Du Sang, des larmes et des Pixels
Les habitués de lecture anglophone, et notamment d’un site les plus connus à savoir Kotaku, connaissent sûrement le nom de Jason Schreier, puisqu’il y rédige de nombreuses news. Son lien privilégié avec de grands noms de l’industrie lui a inspiré un livre racontant les success stories improbables, celles que soit personnes ne voyaient réussir, soit celles qui étaient si mal enclenchées que leur happy ending tient du miracle. Uncharted 4, Diablo III, Dragon Age Inquisition ou encore Stardew Valley, l’auteur raconte, témoignages intégrés à l’appui, les difficultés rencontrées au cours du développement de ces titres, pour certains modestes, pour d’autres coûtant des dizaines ou des millions d’euros à leur éditeur. Et surtout pas de jugement, ou en tout cas de manière si léger qu’il n’entrave en rien la lecture, comme le récit des cinq années de gestation de Stardew Valley durant lesquels Eric Barone, son créateur, minimisait le temps de développement restant aux yeux de ses proches, enfoncé dans son culte de la perfection, ses dépressions et son isolement de créateur solo. Ou encore quand Uncharted 4 a obligé ses équipes à pratiquer la malheureusement bien connue période de crunch pendant des semaines pour espérer sortir le jeu tant attendu, jeu par ailleurs énormément retouché.

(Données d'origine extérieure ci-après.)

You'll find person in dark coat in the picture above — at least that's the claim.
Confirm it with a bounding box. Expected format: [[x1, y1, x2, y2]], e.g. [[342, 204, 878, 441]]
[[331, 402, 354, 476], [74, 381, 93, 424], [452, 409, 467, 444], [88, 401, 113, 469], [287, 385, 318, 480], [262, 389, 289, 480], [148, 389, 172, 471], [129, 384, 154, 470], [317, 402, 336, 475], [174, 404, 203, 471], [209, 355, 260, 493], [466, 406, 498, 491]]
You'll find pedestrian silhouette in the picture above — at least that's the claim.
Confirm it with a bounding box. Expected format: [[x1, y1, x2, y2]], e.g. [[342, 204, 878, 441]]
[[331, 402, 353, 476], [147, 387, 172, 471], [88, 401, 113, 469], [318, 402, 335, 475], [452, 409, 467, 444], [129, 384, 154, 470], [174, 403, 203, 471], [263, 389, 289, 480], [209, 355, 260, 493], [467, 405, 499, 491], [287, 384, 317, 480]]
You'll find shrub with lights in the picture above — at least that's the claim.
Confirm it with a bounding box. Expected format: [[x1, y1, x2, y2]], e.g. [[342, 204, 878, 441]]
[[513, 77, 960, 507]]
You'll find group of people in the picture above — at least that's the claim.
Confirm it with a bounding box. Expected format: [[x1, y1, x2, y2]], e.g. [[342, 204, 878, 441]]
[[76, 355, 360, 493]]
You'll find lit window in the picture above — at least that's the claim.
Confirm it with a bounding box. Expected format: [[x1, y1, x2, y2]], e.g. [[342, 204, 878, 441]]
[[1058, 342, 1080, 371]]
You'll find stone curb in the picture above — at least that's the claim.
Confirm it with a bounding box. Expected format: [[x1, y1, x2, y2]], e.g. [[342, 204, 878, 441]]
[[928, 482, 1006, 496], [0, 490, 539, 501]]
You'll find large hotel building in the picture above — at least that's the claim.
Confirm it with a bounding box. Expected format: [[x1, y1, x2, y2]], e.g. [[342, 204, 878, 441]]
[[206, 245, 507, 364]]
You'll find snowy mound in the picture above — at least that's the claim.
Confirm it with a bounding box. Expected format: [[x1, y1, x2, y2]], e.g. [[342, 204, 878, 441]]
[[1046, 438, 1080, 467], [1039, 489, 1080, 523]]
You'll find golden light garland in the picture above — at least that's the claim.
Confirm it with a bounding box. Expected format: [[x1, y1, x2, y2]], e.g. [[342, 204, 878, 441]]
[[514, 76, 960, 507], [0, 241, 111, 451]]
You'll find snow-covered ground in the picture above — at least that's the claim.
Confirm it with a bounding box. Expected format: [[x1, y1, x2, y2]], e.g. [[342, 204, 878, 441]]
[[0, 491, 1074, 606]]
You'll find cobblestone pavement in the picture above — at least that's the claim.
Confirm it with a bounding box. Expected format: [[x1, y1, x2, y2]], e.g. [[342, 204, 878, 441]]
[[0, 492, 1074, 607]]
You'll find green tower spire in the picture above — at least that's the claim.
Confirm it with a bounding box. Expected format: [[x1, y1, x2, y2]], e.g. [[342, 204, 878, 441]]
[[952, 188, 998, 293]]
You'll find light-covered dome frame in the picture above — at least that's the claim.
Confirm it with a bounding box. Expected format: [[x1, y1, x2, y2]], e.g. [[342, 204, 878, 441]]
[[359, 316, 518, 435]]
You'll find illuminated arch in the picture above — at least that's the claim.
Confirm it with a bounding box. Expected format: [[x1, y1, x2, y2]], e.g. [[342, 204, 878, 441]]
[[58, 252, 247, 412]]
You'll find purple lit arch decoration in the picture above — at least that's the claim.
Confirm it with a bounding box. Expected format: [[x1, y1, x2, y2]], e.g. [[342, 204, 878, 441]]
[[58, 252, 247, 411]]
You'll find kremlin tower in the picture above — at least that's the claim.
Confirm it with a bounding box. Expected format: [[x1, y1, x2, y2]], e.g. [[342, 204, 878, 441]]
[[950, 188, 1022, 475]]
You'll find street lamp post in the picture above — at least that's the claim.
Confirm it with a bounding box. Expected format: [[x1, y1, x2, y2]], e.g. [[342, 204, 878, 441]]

L’Histoire de Rare vol.1 & 2
Le studio britannique resté longtemps dans le giron de Nintendo est connu de tous, mais est-ce que nous connaissons réellement son histoire ? Pas certain, et probablement pas ses débuts au début des années 80. Ainsi, Régis Monterrin revient sur cette incroyable épopée et surtout sur l’ambiance hors norme du studio. Quand beaucoup d’ouvrages auraient opté pour le récit des faits, ceux-ci choisissent de le faire au travers des extraits d’interviews, publiées ou réalisées pour l’occasion. En résulte une histoire beaucoup plus authentique, jalonnée de myriades d’anecdotes. Les esquives de poulets sur le parking, la visite des OVNIS (!) vécues par une partie des membres du studio, les repas mitonnés par la maman des frères Stamper (les deux fondateurs de Rare) ne sont qu’une infime partie de ce que les deux bouquins nous révèlent. Ils détaillent l’excellente ambiance qui embaumait les locaux, mais n’oublient pas de tempérer l’ensemble en n’occultant pas les crunches et les mises à l’écart. En s’appuyant sur les témoignages d’importants salariés du studio dans les années 90 et 2000, que ce soit Kevin Bayliss (Battletoads, Killer Instinct), Grant Kirkhope (Banjo-Kazooie, Goldeneye 007), Gary Richards (Battletoads, Diddy Kong Racing) ou encore Eveline Novakovic (Donkey Kong Country 1-2-3), l’auteur brosse un tableau plutôt complet du studio, de 1983 à 1996 puis de 1997 à 2007. Et si le premier volume parcourt davantage d’années, le second compte 70 pages de plus. Malgré leur poids, ces deux beaux bébés se lisent rapidement et de manière étonnamment fluide. Saluons le remarquable travail de Régis Monterrin, qui, au-delà des interviews et des recherches, a réussi à rassembler l’ensemble pour en faire un récit cohérent. Il y a bien de petits paragraphes où notre homme y va un peu trop en avis personnel et en termes enthousiastes, qui trahissent une passion certaine, certes, mais qui, finalement, n’apportent rien. Mais difficile de lui en vouloir. Dans tous les cas, le récit est passionnant et finit d’asseoir la légende de Rare. Les années post rachat par Microsoft semblent un peu moins détaillées – il n’est pas toujours simple de démêler le vrai du faux, le souvenir de la réalité, dans le doute, l’auteur s’est abstenu, sage décision – ces deux livres permettent de revenir sur des classiques de Rare et surtout de mieux comprendre le contexte de sorties de certaines productions, telles que Grabbed by the Ghoulies ou Perfect Dark Zero.